Two reasons. First, Claude Code's real data sources live in your local filesystem — the statusline hook in ~/.claude/settings.json and the per-session JSONL files in ~/.claude/projects/. A cloud function has no lawful way to read those without an agent running on your Mac.

Second, Anthropic's current Claude Code policy disallows third-party developers from offering Claude.ai login or routing Free, Pro, or Max credentials on behalf of users. We agree with that boundary. Claude Code always stays on your machine.

Can I delete my data?

Yes — at any time, from several angles.

Local: delete the app and its support files at ~/Library/Application Support/OpenBurnBar/.

Cloud: sign out and choose Delete my data in Settings → Account.

Hosted credentials: remove the provider account from OpenBurnBar.

iCloud mirror: delete files from the iCloud.com.openburnbar.app container in your iCloud Drive.

What happens offline?

The whole product works offline. Dashboard, menu bar, log parsing, session viewing, settings, Hermes (with local backends), CLI, editor extension, controller workbench — none of them require a network.

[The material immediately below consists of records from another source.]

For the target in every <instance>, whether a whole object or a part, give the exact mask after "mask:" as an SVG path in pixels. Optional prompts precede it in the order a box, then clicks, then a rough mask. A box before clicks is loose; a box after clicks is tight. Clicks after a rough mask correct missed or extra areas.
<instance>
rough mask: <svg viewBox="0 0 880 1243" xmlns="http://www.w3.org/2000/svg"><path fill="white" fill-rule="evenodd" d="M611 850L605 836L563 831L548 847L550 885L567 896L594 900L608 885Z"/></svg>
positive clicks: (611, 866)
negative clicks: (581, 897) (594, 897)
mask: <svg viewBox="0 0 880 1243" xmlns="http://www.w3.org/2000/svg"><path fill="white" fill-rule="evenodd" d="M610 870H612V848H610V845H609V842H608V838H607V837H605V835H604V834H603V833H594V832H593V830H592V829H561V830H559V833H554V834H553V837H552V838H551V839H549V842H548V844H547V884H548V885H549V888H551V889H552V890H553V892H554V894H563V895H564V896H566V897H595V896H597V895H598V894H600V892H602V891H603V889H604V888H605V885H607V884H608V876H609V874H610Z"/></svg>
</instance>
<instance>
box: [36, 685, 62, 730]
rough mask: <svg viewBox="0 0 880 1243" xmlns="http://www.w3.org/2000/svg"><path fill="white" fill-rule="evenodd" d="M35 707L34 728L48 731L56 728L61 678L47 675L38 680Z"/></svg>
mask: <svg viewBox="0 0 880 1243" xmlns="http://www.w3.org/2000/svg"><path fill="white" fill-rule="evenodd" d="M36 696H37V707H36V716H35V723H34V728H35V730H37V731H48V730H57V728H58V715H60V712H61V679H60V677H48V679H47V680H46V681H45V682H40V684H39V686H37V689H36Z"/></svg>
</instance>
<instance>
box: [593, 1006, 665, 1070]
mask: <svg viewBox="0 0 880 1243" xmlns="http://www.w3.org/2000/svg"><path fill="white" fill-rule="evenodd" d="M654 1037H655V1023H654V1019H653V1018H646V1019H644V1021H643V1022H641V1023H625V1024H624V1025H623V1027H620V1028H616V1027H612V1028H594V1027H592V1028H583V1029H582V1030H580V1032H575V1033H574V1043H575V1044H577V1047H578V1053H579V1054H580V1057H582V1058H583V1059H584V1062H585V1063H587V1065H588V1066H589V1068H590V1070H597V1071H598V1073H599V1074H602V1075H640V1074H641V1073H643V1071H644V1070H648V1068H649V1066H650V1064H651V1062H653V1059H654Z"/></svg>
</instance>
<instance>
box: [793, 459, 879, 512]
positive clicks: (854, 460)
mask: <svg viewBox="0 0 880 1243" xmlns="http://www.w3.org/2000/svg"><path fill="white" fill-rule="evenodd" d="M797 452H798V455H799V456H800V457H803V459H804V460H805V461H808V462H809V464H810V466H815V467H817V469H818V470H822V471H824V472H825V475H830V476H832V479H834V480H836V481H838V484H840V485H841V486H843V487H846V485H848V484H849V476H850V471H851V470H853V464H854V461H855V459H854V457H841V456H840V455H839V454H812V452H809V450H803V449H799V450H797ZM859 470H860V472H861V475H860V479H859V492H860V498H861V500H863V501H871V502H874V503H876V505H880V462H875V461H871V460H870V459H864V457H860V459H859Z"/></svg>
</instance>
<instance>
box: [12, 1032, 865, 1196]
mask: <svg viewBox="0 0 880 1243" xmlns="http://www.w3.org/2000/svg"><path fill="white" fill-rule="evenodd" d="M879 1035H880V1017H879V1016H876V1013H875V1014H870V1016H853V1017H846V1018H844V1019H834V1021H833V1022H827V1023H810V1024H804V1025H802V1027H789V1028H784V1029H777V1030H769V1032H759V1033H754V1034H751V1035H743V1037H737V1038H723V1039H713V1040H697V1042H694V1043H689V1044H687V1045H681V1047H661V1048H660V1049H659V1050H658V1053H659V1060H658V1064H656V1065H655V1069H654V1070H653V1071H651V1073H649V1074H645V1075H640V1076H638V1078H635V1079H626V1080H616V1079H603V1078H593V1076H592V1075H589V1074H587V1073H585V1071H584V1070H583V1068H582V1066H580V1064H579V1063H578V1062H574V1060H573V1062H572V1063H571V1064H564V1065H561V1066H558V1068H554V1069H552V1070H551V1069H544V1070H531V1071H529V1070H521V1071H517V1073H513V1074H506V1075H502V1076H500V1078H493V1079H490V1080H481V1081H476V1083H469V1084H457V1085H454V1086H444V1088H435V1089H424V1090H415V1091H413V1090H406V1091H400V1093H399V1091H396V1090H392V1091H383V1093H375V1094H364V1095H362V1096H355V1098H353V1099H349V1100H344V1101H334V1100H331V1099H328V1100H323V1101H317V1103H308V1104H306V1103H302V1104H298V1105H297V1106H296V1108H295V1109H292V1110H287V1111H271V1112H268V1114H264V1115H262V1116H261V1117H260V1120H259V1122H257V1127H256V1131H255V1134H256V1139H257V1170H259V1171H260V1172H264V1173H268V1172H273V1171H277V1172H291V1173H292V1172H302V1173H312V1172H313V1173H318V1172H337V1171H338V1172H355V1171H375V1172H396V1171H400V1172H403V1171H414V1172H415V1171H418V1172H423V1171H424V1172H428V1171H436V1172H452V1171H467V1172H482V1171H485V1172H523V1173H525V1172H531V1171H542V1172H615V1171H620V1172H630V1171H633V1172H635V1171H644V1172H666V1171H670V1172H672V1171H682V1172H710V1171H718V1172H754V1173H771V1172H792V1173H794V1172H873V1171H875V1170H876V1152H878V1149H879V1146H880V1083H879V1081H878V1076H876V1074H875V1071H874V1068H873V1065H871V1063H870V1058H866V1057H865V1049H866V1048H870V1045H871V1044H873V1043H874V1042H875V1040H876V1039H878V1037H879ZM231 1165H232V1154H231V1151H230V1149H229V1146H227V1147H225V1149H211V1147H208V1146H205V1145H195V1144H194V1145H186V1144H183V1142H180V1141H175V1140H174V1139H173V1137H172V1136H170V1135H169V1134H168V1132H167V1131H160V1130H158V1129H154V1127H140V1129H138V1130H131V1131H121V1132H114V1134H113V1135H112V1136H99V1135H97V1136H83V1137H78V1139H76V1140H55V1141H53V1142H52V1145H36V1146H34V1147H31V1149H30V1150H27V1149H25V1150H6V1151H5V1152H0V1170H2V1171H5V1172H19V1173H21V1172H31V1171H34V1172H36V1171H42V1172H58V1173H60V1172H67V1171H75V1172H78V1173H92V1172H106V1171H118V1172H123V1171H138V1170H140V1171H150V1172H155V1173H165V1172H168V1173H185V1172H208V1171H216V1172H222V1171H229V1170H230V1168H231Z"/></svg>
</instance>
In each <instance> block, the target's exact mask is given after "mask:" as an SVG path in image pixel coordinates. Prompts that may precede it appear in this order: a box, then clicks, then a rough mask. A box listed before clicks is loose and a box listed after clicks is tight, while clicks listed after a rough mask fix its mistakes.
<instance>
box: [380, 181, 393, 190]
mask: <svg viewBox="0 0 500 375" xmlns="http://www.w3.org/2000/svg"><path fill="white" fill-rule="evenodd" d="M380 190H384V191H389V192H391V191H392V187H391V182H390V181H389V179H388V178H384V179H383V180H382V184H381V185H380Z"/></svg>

Cloud sync simply pauses and resumes when you come back online. Disabling sync entirely does not affect local data.

Is this for teams or solo developers?

Both — but the product is sharpest for solo developers and small teams who run multiple agents in parallel and are tired of finding out about the bill on the first of the month.

For solo: zero accounts, all local, on your Mac. For small teams: optional Firebase sync lets each developer see their own burn while a shared workspace surface stays consistent. There is no admin console or seat-billing today — that's roadmap, not present.

How does the Cursor / VS Code extension work?

The extension is an activity-bar panel that talks to OpenBurnBar's local daemon over the same UNIX socket the menu bar app uses. It shows the burn for your active workspace, the quota state for your active agent, and exposes the routed-provider gateway when you have it on.

It's source-only today — no public marketplace listing, no signed VSIX. Build from extensions/openburnbar and load unpacked. Marketplace publication is on the roadmap.